Great, let's hope that's it.

gtp_build_skb_ip4 zeroes before calling. The fix will be most
obviously correct if wg_xmit does the same.

But it is quite likely that the other callers, xfrmi_xmit2 and
sunvnet_start_xmit_common should zero, too. If so, then icmp_ndo_xmit
is the more robust location to do this. Then the Fixes tag will likely
go quite a bit farther back, too.

Whichever variant of the patch you prefer.

2021-02-18 00:55:30

by Jason A. Donenfeld

[permalink] [raw]
Subject: Re: possible stack corruption in icmp_send (__stack_chk_fail)

On 2/18/21, Willem de Bruijn <[email protected]> wrote:
> On Wed, Feb 17, 2021 at 5:56 PM Jason A. Donenfeld <[email protected]> wrote:
>>
>> Hi Willem,
>>
>> On Wed, Feb 17, 2021 at 11:27 PM Willem de Bruijn
>> <[email protected]> wrote:
>> > A vmlinux image might help.

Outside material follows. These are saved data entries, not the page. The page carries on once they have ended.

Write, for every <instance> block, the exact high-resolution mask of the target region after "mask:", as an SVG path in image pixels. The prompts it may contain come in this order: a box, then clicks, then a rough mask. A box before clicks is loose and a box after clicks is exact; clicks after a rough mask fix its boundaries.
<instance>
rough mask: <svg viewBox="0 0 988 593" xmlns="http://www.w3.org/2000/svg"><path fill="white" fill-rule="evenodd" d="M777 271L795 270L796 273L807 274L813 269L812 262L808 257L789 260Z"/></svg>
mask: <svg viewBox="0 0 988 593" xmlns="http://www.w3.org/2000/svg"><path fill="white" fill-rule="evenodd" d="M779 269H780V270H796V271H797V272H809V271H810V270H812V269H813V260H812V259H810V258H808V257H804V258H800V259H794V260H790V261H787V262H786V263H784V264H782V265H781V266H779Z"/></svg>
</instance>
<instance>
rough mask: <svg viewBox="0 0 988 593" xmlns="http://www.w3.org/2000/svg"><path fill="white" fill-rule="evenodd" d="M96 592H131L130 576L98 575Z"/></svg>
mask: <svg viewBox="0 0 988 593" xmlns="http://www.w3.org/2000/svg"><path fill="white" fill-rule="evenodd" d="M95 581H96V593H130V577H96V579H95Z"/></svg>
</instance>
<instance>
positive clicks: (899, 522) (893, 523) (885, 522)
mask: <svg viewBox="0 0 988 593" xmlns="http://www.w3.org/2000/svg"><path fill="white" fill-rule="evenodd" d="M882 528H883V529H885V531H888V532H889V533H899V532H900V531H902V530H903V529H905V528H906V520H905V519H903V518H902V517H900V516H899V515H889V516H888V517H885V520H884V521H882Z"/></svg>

I couldn't find one for this kernel.
>>
>> https://data.zx2c4.com/icmp_send-crash-e03b4a42-706a-43bf-bc40-1f15966b3216.tar.xz
>> has .debs with vmlinuz in there, which you can extract to vmlinux, as
>> well as my own vmlinux elf construction with the symbols added back in
>> by extracting them from kallsyms. That's the best I've been able to
>> do, as all of this is coming from somebody random emailing me.
>>
>> > But could it be
>> > that the forwarded packet is not sensible IPv4? The skb->protocol is
>> > inferred in wg_packet_consume_data_done->ip_tunnel_parse_protocol.
>>
>> The wg calls to icmp_ndo_send are gated by checking skb->protocol:
>>
>> if (skb->protocol == htons(ETH_P_IP))
>> icmp_ndo_send(skb, ICMP_DEST_UNREACH, ICMP_HOST_UNREACH,
>> 0);
>> else if (skb->protocol == htons(ETH_P_IPV6))
>> icmpv6_ndo_send(skb, ICMPV6_DEST_UNREACH,
>> ICMPV6_ADDR_UNREACH, 0);
>>
>> On the other hand, that code is hit on an error path when
>> wg_check_packet_protocol returns false:
>>
>> static inline bool wg_check_packet_protocol(struct sk_buff *skb)
>> {
>> __be16 real_protocol = ip_tunnel_parse_protocol(skb);
>> return real_protocol && skb->protocol == real_protocol;
>> }
>>
>> So that means, at least in theory, icmp_ndo_send could be called with
>> skb->protocol != ip_tunnel_parse_protocol(skb). I guess I can address
>> that. But... is it actually a problem?
>
> For this forwarded packet that arrived on a wireguard tunnel,
> skb->protocol was originally also set by ip_tunnel_parse_protocol.
> So likely not.
>
> The other issue seems more like a real bug. wg_xmit calling
> icmp_ndo_send without clearing IPCB first.
>

Bingo! Nice eye! I confirmed the crash by just memsetting 0x41 to cb
before the call. Clearly this should be zeroed by icmp_ndo_xmit. Will
send a patch for icmp_ndo_xmit momentarily and will CC you.

Jason